On Wed, Dec 3, 2025 at 1:26 PM David Woodhouse dwmw2@infradead.org wrote:
On Wed, 2025-12-03 at 00:50 +0000, Huang, Kai wrote:
-#define KVM_X2APIC_API_USE_32BIT_IDS (1ULL << 0) -#define KVM_X2APIC_API_DISABLE_BROADCAST_QUIRK (1ULL << 1) +#define KVM_X2APIC_API_USE_32BIT_IDS (_BITULL(0)) +#define KVM_X2APIC_API_DISABLE_BROADCAST_QUIRK (_BITULL(1)) +#define KVM_X2APIC_ENABLE_SUPPRESS_EOI_BROADCAST (_BITULL(2)) +#define KVM_X2APIC_DISABLE_SUPPRESS_EOI_BROADCAST (_BITULL(3))
I hate to say, but wants to ask again:
Since it's uAPI, are we expecting the two flags to have impact on in-kernel ioapic?
I think there should no harm to make the two also apply to in-kernel ioapic.
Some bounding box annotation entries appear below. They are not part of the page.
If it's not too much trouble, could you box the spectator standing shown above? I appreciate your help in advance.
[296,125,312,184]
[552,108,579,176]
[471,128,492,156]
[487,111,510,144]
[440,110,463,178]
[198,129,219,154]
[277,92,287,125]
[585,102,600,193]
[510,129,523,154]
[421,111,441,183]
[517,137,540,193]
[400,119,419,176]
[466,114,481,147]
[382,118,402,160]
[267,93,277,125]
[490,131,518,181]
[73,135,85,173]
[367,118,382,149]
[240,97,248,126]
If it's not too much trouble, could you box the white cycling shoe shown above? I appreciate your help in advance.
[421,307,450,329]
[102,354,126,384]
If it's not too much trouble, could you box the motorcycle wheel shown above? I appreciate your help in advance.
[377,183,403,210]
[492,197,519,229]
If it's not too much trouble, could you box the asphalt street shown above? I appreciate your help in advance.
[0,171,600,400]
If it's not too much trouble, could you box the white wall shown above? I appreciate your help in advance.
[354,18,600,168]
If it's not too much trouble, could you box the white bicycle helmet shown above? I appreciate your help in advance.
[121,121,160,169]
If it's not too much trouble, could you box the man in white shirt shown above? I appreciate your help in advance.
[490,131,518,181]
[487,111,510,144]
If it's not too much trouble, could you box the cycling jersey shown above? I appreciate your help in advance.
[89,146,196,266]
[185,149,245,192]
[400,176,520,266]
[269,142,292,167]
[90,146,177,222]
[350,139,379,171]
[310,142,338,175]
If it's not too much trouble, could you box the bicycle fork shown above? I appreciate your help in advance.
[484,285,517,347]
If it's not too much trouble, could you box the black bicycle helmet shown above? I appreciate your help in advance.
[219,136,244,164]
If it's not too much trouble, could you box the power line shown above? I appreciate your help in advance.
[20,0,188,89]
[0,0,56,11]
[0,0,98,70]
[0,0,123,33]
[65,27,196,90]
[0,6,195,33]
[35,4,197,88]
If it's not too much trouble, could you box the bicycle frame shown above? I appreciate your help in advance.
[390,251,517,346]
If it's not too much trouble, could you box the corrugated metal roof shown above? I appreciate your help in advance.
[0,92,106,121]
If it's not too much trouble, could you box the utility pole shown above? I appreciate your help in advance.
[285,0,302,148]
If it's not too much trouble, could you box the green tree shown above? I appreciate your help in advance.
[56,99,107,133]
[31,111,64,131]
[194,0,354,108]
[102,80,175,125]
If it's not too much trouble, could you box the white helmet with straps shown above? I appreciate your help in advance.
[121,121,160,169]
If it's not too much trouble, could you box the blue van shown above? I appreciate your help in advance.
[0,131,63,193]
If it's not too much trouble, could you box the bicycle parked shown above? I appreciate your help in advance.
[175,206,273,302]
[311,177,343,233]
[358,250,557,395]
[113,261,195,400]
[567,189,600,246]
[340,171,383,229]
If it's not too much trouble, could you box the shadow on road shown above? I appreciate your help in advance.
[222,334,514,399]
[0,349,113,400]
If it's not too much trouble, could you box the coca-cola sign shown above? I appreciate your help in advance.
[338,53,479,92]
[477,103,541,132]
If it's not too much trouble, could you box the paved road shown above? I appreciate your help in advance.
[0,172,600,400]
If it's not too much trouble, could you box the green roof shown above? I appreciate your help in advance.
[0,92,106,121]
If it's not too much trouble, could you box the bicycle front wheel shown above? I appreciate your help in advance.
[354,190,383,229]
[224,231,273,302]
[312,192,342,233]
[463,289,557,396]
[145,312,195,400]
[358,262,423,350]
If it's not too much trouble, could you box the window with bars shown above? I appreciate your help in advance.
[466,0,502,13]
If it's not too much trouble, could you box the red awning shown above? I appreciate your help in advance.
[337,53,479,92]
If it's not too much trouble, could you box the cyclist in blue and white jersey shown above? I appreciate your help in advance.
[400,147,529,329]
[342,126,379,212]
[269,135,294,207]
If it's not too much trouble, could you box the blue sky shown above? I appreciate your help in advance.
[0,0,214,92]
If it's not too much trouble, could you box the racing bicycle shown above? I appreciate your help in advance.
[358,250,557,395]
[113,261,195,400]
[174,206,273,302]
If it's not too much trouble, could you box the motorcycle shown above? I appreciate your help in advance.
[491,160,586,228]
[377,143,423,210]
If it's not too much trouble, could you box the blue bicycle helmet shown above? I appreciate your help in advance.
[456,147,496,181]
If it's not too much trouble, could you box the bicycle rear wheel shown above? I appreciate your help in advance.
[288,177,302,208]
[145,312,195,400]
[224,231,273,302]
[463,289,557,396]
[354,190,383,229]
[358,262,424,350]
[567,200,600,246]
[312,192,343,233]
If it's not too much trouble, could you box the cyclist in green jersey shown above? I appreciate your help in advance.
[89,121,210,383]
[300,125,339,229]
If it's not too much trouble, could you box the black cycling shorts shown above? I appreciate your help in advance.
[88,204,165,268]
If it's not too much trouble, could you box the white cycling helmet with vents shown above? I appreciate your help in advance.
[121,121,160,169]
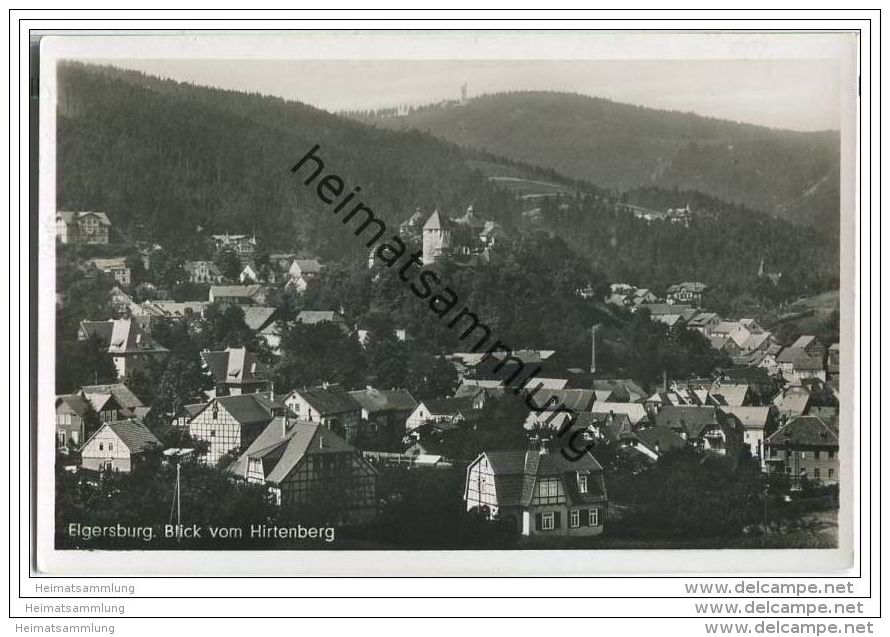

E.g., for now we can reject KVM_X2APIC_ENABLE_SUPPRESS_EOI_BROADCAST flag for in-kernel ioapic. In the future, we might add EOI register support to in-kernel ioapic and report supporting suppress EOI broadcast, then we can in-kernel ioapic to honor these two flags too.
I don't think we should leave that to the unspecified 'future'. Let's fix the kernel I/O APIC to support the directed EOI at the same time, rather than having an interim version of KVM which supports the broadcast suppression but *not* the explicit EOI that replaces it.
Since I happened to have the I/O APIC PDFs in my recent history for other reasons, and implemented these extra registers for version 0x20 in another userspace VMM within living memory, I figured I could try to help with the actual implementation (untested, below).
There is some bikeshedding to be done on precisely *how* ->version_id should be set. Maybe we shouldn't have the ->version_id field, and should just check kvm->arch.suppress_eoi_broadcast to see which version to report?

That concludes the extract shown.